Tiga jam berjalan dari sumber mata air, pos pendakian belum terlihat sama sekali. Kabut mulai turun. Mereka mulai heran. Pasalnya, kata regu di depan seharusnya pos hanya berjarak dua kilometer saja dari sungai. Tiga jam itu berlebihan untuk jarak dua kilometer tanpa hambatan. Stamina mereka tergolong tokcer. Para wanita sanggup jalan tanpa sebentar-sebentar duduk.

Terlalu dini bagi mereka untuk curiga, ditambah mereka mendengar samar-samar keramaian orang. Mungkin pos empat tidak jauh lagi. Mereka putuskan terus menerjang kabut dan tetap optimis seraya melebarkan daun telinga. Lama-lama jarak pandang mereka kian menyusut karena kabut yang turun bertambah tebal. Setiap lima belas menit sekali Tuan Penakluk mengabsen kawan-kawannya, takut ada kawan yang tertinggal di belakang.

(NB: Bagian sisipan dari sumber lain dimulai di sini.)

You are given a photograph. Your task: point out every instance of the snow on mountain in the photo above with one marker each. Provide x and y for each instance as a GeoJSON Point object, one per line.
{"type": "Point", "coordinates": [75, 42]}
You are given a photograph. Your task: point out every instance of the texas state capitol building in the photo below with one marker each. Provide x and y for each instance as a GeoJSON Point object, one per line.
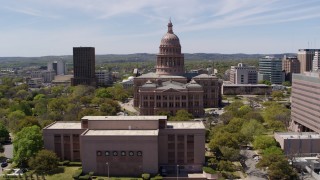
{"type": "Point", "coordinates": [132, 145]}
{"type": "Point", "coordinates": [128, 145]}
{"type": "Point", "coordinates": [169, 89]}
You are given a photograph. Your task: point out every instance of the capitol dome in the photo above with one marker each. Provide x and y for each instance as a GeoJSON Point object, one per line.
{"type": "Point", "coordinates": [170, 39]}
{"type": "Point", "coordinates": [170, 61]}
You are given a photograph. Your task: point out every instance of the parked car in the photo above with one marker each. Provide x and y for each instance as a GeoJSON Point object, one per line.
{"type": "Point", "coordinates": [4, 164]}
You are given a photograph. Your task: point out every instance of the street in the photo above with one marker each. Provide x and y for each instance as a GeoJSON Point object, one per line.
{"type": "Point", "coordinates": [250, 169]}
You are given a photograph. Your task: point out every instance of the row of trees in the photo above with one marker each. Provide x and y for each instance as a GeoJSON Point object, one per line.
{"type": "Point", "coordinates": [244, 125]}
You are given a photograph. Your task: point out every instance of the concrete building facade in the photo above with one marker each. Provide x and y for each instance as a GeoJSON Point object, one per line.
{"type": "Point", "coordinates": [245, 89]}
{"type": "Point", "coordinates": [316, 61]}
{"type": "Point", "coordinates": [129, 145]}
{"type": "Point", "coordinates": [299, 144]}
{"type": "Point", "coordinates": [170, 89]}
{"type": "Point", "coordinates": [243, 74]}
{"type": "Point", "coordinates": [83, 66]}
{"type": "Point", "coordinates": [305, 103]}
{"type": "Point", "coordinates": [270, 68]}
{"type": "Point", "coordinates": [305, 56]}
{"type": "Point", "coordinates": [290, 65]}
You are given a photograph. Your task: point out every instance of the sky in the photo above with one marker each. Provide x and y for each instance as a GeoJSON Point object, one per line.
{"type": "Point", "coordinates": [53, 27]}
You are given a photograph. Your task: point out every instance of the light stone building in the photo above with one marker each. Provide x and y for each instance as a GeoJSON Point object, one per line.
{"type": "Point", "coordinates": [129, 145]}
{"type": "Point", "coordinates": [169, 90]}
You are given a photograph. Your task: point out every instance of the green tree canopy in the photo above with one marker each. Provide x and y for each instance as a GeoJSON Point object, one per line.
{"type": "Point", "coordinates": [27, 143]}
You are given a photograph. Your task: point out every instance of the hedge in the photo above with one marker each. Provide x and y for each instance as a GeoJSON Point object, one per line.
{"type": "Point", "coordinates": [209, 170]}
{"type": "Point", "coordinates": [77, 174]}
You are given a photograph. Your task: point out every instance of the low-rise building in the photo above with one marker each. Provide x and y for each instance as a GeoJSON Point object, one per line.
{"type": "Point", "coordinates": [298, 143]}
{"type": "Point", "coordinates": [243, 74]}
{"type": "Point", "coordinates": [245, 89]}
{"type": "Point", "coordinates": [129, 145]}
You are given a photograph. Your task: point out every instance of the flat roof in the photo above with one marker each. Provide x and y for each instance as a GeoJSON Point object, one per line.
{"type": "Point", "coordinates": [185, 125]}
{"type": "Point", "coordinates": [299, 135]}
{"type": "Point", "coordinates": [124, 118]}
{"type": "Point", "coordinates": [155, 75]}
{"type": "Point", "coordinates": [65, 125]}
{"type": "Point", "coordinates": [122, 133]}
{"type": "Point", "coordinates": [246, 85]}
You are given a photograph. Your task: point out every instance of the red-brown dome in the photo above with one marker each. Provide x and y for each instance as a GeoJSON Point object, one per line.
{"type": "Point", "coordinates": [170, 39]}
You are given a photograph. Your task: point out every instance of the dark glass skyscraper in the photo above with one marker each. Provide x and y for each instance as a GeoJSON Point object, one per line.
{"type": "Point", "coordinates": [83, 66]}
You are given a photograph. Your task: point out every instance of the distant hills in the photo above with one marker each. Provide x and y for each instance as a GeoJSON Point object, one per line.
{"type": "Point", "coordinates": [135, 57]}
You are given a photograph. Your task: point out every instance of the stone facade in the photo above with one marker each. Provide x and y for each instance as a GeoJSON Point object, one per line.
{"type": "Point", "coordinates": [169, 90]}
{"type": "Point", "coordinates": [129, 145]}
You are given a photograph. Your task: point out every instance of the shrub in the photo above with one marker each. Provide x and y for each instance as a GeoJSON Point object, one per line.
{"type": "Point", "coordinates": [77, 174]}
{"type": "Point", "coordinates": [157, 177]}
{"type": "Point", "coordinates": [145, 176]}
{"type": "Point", "coordinates": [75, 164]}
{"type": "Point", "coordinates": [208, 170]}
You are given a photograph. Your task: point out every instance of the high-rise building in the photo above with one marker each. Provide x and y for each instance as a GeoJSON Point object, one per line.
{"type": "Point", "coordinates": [83, 66]}
{"type": "Point", "coordinates": [270, 68]}
{"type": "Point", "coordinates": [290, 65]}
{"type": "Point", "coordinates": [243, 74]}
{"type": "Point", "coordinates": [305, 56]}
{"type": "Point", "coordinates": [316, 61]}
{"type": "Point", "coordinates": [305, 103]}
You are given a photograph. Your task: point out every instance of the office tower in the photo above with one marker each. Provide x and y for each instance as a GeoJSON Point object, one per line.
{"type": "Point", "coordinates": [243, 74]}
{"type": "Point", "coordinates": [270, 68]}
{"type": "Point", "coordinates": [290, 65]}
{"type": "Point", "coordinates": [83, 66]}
{"type": "Point", "coordinates": [305, 56]}
{"type": "Point", "coordinates": [305, 102]}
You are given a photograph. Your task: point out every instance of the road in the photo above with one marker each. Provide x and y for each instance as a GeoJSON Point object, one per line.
{"type": "Point", "coordinates": [8, 153]}
{"type": "Point", "coordinates": [250, 169]}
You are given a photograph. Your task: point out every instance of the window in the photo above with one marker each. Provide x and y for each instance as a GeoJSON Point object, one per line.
{"type": "Point", "coordinates": [98, 153]}
{"type": "Point", "coordinates": [131, 153]}
{"type": "Point", "coordinates": [123, 153]}
{"type": "Point", "coordinates": [115, 153]}
{"type": "Point", "coordinates": [107, 153]}
{"type": "Point", "coordinates": [139, 153]}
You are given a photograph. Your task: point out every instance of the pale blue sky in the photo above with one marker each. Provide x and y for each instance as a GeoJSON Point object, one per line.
{"type": "Point", "coordinates": [53, 27]}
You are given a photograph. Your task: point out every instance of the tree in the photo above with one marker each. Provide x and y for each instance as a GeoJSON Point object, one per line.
{"type": "Point", "coordinates": [286, 83]}
{"type": "Point", "coordinates": [263, 142]}
{"type": "Point", "coordinates": [27, 143]}
{"type": "Point", "coordinates": [251, 129]}
{"type": "Point", "coordinates": [44, 162]}
{"type": "Point", "coordinates": [181, 115]}
{"type": "Point", "coordinates": [4, 133]}
{"type": "Point", "coordinates": [277, 95]}
{"type": "Point", "coordinates": [230, 154]}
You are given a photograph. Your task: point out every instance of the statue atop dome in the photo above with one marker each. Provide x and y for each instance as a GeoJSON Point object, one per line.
{"type": "Point", "coordinates": [170, 61]}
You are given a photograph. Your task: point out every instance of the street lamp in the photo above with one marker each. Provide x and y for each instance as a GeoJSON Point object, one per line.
{"type": "Point", "coordinates": [177, 171]}
{"type": "Point", "coordinates": [108, 169]}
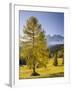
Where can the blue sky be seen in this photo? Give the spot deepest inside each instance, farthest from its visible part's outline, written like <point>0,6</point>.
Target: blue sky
<point>52,22</point>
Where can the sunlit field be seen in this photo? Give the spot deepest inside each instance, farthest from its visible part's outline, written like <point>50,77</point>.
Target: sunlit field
<point>49,72</point>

Satu jam terlompati, kabut sedikit berkurang. Hiruk-pikuk suara orang-orang yang sedari tadi mereka ikuti kadang terdengar keras, kadang pelan, kadang berembus dari barat, kadang selatan. Kemudian yang lebih membuat lima sekawan itu ternganga adalah percabangan yang barusan mereka lewati malah mereka datangi lagi. Mereka yakin itu percabangan yang sama dengan yang sebelumnya.

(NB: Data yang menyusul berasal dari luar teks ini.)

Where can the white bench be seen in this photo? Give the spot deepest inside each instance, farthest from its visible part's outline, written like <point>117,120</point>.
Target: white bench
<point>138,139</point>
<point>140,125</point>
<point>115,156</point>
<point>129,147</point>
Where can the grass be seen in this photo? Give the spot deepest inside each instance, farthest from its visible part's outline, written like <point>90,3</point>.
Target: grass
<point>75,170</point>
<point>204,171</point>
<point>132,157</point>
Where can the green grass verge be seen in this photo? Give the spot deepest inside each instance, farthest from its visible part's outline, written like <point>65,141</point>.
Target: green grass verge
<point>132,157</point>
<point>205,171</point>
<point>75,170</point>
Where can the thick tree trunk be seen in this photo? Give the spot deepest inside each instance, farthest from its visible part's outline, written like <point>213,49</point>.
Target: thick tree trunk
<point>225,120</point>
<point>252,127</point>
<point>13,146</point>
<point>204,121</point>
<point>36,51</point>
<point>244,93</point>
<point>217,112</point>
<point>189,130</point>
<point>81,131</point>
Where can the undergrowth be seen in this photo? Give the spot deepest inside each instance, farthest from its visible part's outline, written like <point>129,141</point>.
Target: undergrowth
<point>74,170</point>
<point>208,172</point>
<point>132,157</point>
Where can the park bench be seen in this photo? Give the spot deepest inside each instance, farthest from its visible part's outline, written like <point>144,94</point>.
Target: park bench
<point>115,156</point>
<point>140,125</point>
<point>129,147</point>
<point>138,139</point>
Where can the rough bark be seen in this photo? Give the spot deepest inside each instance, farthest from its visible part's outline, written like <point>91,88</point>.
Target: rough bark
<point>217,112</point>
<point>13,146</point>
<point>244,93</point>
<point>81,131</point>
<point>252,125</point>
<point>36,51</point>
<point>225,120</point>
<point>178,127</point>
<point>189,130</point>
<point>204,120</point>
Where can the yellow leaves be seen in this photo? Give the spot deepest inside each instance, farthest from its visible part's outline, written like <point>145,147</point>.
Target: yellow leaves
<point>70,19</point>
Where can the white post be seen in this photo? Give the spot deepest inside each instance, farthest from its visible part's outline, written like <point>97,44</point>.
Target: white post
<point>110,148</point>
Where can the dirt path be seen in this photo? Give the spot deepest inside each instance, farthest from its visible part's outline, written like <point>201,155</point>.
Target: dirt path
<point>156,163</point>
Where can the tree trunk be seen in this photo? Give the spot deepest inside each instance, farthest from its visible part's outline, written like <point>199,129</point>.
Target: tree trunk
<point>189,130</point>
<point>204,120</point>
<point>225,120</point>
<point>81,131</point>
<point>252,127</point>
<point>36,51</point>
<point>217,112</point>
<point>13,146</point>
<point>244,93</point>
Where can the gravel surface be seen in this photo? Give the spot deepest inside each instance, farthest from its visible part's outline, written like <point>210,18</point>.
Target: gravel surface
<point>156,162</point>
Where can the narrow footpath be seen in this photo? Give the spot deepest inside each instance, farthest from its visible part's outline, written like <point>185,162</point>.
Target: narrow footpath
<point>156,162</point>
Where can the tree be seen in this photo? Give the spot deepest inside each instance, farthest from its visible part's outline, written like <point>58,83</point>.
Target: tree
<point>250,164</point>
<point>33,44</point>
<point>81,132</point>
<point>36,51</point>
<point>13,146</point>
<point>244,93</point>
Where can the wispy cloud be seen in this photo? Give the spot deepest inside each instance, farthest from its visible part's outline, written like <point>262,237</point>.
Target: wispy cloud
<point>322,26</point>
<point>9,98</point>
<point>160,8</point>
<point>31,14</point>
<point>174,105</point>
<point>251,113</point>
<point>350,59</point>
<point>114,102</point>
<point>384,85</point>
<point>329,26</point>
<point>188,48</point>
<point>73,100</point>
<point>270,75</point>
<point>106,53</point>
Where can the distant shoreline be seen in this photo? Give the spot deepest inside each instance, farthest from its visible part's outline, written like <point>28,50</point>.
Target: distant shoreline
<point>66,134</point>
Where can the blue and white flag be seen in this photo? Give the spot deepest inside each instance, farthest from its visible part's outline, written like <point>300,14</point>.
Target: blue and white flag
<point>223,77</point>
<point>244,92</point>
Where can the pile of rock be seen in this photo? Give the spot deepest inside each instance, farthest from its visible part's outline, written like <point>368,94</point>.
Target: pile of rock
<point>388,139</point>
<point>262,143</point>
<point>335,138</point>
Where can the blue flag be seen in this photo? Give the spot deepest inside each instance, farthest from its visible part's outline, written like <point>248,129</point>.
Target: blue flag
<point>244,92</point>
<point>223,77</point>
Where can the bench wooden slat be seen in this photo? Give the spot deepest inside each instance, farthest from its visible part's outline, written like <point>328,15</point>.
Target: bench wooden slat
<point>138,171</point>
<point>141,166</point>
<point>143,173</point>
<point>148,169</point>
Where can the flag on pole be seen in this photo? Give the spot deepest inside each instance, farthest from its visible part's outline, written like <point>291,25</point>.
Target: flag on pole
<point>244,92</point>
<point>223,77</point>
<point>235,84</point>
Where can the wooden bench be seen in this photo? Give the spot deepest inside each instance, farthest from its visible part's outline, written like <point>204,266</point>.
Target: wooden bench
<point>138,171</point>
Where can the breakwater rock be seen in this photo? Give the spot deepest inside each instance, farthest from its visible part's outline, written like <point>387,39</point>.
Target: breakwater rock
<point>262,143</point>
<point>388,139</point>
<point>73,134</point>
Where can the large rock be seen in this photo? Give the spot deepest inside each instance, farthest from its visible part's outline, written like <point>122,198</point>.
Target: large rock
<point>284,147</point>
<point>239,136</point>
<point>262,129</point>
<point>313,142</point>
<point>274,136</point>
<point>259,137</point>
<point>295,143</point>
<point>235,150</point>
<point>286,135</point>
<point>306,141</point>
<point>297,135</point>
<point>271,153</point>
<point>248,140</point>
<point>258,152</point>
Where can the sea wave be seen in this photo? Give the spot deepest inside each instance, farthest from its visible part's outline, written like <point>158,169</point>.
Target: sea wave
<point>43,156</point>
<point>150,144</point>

Mulanya mereka memaksa diri berpikir waras dengan mencoba jalur sebelahnya. Tak lupa menandai kalau jalan ini sudah mereka lalui. Namun, kelimanya masih saja berakhir di percabangan yang sama dengan tanda yang sama. Fix. Tuan Penakluk dan kawan-kawannya lemas seketika. Kejadian gila yang mereka alami mengguncang mental mereka. Mereka cekcok, menyalahkan ide awal Tuan Penakluk yang ingin coba-coba rute baru.

Gemerasak suara parang yang menebas semak-semak menghentikan perselisihan mereka. Muncul seorang perempuan dari semak belukar dengan menyandang tas carrier di pundaknya. Bukannya lewat jalan setapak yang sudah tersedia, perempuan itu melibas semak dan membuka rute anyar. Perempuan itu adalah aku, dan aku terlihat aneh di mata mereka.

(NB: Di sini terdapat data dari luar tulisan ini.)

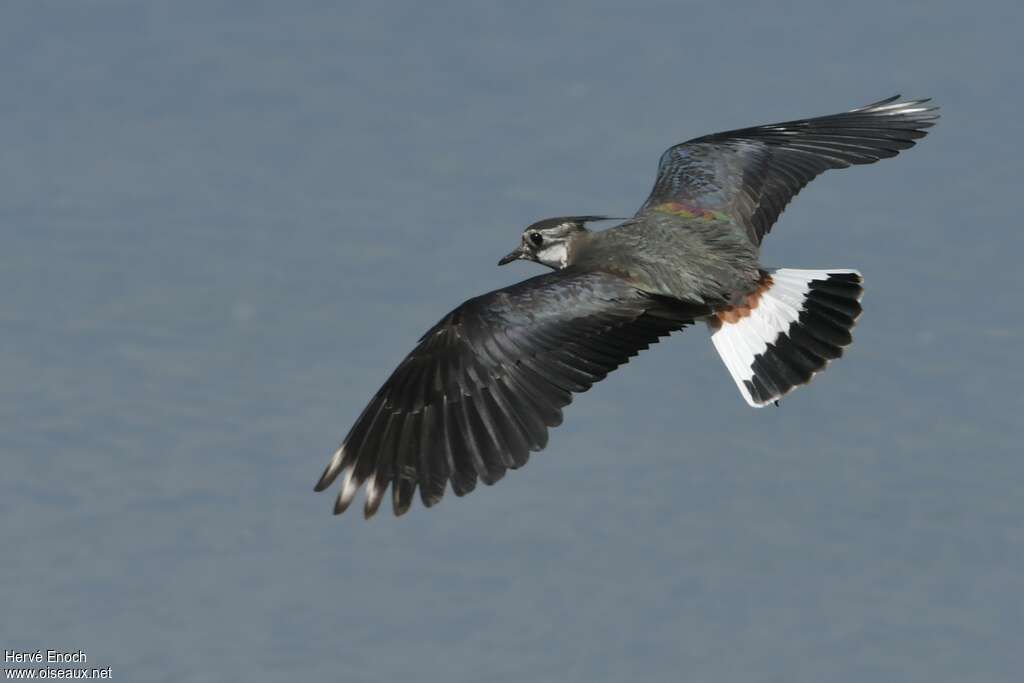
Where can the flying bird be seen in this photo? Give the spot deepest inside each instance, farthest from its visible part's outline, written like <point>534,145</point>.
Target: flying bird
<point>483,386</point>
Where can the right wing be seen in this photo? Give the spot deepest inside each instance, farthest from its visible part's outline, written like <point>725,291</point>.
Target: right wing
<point>483,385</point>
<point>753,173</point>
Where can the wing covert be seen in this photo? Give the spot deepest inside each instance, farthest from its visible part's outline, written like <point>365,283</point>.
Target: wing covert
<point>483,386</point>
<point>752,174</point>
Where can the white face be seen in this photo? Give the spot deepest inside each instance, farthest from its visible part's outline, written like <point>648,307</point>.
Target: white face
<point>553,254</point>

"Apa dia manusia sungguhan?" bisik para wanita, lantas bergeser ke belakang punggung para pria. Daripada terlihat lega akan kehadiranku, dua wanita itu menampakkan reaksi takut.

"Hai!" sapa Tuan Penakluk.

"Hai!" balasku dengan mengayunkan parang ke ranting-ranting belukar yang menjerat kakiku.

"Kenapa kamu menerabas jalan?"

"Bukan urusan kalian," jawabku. Sebenarnya aku sudah berusaha agar tidak terdengar ketus. Sungguh. 

"Kami tersesat. Apa kamu tahu arah yang benar?" Tuan Penakluk bertanya sopan. "Kami sudah dua kali lewat jalan ini, tapi hanya berputar-putar."